The World of Literature Lost A Bright Star
From War Reporting to Giving Life to The Social, Cultural and Political Realities of India: The Era of Gita Mehta Comes To An End
Bhubaneswar: To the well-organized mind, death is but the next great adventure – this quote of J.K. Rowling best suits to Gita Mehta who left for her heavenly abode yesterday. With the sad demise of one of India’s finest writers and war correspondents, an era has come to an end. The versatile writer who was also a journalist and documentary filmmaker will be remembered for her creations that brought insightful and nuanced works exploring the complex social, cultural, and political realities of India. Mostly written in the later part of the 20th Century, Gita Mehta’s writings were characterized by honesty, compassion, and sharp intellect as she was closer to the realities of the society. Her depiction of difficult subjects showed her sensitivity and grace.
Born in 1943 to legendary Odia freedom fighter and political leader Biju Patnaik and Gyana Patnaik, Gita had a full life enriched in Delhi and outside the country. She was younger to Prem Patnaik and elder to Odisha Chief Minister Naveen Patnaik. With her academic career in India and the University of Cambridge, she was having a global perspective in all her writings and creations. A rare distinction for a lady of that time, she began her career as an acclaimed journalist in the 1960s. She worked for several prestigious publications, and also worked as a correspondent for American television network NBC during the Bangladesh Liberation War in 1971. Her Documentary series Dateline Bangladesh was much acclaimed.
Gita Mehta’s first literary creation – Karma Cola, which was published in 1979, got critical acclaim and established her as a fine writer. The non-fiction work explores the impact of Western culture on India. The book was a critical and commercial success and topped the charts. Some of her notable works include Raj – A novel about the last days of British rule in India; Snakes and Ladders – A non-fiction work that explores the lives of ordinary people in India; A River Sutra – A non-fiction work that explores the relationship between the Narmada River and the Indian people; and Eternal Ganesha: From Birth to Rebirth.

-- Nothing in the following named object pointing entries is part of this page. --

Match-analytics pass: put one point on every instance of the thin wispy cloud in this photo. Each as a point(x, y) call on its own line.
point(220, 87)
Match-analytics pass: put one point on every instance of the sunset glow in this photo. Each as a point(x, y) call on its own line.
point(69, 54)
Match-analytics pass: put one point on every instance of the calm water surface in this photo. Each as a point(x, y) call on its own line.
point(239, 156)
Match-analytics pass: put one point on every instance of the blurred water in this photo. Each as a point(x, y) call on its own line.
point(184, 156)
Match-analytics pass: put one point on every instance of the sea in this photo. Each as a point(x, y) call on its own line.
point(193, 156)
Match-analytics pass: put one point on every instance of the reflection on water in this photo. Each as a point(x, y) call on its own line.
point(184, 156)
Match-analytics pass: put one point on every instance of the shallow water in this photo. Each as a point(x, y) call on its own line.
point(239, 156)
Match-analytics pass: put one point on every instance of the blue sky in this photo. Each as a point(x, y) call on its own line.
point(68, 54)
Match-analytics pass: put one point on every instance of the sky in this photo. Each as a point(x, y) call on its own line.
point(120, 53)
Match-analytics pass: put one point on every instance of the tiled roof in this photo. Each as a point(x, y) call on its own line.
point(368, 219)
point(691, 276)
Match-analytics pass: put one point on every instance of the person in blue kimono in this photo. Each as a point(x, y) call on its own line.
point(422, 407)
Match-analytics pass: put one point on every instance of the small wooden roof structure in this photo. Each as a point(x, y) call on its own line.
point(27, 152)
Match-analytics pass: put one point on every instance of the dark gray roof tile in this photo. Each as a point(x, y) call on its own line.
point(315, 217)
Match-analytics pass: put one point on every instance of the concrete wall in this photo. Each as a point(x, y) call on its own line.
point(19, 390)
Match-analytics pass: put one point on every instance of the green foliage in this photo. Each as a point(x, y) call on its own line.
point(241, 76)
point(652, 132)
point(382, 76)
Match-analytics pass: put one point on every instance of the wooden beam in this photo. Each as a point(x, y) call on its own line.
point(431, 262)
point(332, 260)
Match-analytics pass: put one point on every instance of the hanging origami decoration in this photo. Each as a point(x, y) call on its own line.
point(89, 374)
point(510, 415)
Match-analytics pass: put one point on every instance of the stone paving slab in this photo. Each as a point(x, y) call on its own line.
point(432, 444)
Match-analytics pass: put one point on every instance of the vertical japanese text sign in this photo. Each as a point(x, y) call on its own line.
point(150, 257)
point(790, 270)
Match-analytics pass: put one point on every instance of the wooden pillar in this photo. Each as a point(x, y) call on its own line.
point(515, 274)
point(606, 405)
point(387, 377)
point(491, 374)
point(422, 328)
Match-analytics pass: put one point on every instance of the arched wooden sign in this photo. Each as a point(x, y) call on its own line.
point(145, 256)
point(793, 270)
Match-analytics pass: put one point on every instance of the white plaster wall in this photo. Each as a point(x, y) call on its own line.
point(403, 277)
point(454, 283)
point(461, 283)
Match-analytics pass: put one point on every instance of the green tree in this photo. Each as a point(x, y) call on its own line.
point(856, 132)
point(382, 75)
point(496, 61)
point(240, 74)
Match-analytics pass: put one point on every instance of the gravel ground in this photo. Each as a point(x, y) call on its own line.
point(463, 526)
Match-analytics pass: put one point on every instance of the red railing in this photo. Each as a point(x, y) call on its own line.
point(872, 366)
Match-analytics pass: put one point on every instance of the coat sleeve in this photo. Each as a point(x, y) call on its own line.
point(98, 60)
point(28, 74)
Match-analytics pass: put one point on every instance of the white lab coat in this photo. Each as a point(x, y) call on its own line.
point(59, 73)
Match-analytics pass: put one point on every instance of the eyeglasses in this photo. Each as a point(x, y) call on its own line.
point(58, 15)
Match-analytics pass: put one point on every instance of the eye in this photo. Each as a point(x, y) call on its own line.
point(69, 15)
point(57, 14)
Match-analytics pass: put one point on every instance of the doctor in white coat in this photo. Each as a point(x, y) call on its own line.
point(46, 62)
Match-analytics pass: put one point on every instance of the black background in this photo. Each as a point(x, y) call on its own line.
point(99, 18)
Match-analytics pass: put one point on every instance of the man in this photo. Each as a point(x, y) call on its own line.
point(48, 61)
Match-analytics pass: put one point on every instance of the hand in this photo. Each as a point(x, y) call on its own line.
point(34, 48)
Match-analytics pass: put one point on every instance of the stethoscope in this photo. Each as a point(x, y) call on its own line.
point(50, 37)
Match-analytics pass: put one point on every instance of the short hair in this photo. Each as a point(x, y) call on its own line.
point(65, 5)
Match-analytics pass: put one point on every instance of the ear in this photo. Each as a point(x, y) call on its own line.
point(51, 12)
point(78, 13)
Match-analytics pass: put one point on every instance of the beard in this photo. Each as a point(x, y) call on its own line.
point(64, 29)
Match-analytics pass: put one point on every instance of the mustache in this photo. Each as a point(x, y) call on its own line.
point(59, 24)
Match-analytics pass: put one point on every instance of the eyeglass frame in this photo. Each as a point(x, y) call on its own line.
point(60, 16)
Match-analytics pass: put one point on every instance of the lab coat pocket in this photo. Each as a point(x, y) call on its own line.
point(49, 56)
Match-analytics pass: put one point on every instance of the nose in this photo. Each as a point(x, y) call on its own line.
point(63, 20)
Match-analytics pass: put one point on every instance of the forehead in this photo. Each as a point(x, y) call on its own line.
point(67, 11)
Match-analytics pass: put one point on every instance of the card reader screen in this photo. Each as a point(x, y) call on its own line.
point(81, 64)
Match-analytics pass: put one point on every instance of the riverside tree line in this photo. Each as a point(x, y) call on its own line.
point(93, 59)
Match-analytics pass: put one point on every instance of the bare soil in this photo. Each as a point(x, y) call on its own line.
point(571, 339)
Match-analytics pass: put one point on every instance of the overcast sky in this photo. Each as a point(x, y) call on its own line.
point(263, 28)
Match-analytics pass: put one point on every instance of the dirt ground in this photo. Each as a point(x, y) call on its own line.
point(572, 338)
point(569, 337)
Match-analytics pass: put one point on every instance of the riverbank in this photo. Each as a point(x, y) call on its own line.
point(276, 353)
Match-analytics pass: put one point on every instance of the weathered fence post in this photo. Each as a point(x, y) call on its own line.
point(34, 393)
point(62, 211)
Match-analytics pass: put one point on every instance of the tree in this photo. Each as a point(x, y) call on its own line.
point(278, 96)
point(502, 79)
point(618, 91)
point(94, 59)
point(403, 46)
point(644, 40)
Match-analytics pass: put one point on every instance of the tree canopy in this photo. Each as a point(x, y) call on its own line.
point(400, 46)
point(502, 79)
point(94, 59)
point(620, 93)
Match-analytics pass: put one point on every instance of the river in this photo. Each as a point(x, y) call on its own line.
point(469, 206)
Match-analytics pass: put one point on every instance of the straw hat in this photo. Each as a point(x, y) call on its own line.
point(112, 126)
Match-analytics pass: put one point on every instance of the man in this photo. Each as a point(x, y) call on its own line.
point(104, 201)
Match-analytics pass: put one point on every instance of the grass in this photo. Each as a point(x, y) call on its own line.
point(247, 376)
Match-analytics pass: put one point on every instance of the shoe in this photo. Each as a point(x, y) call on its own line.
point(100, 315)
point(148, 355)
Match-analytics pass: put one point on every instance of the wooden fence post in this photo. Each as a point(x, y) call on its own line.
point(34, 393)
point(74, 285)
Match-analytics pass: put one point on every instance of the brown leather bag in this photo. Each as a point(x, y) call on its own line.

In addition to her writings, Gita Mehta has also produced and directed several documentaries about India. Her films have been screened at major film festivals around the world and have won numerous awards. She was an accomplished writer who has made significant contributions to Indian literature and culture. Her powerful voice always called for social justice and equality.
Gita Mehta comes from a respectable family that has been contributing for the cause of the country. Starting from father Biju Patnaik, mother Gyana Patnaik and younger brother and current Chief Minister of Odisha Naveen Patnaik, and elder brother Prem Patnaik, all have had an impact on her. Her husband Sonny Mehta was a renowned New York Publisher who passed away in the year 2019.
Among the three siblings, Gita had a very loving heart towards younger brother and Odisha Chief Minister Naveen Patnaik. After Naveen Patnaik became the Chief Minister of Odisha, Gita regularly visited him at the Naveen Niwas and had last attended his swearing in ceremony in 2019. Keeping in view her brother’s position and the ensuing elections, in 2019, she respectfully declined to receive the Padma Shri award from the Government of India.
With her demise, an era of meaningful literature that depicted the India of that times has ended. May her soul rest in peace.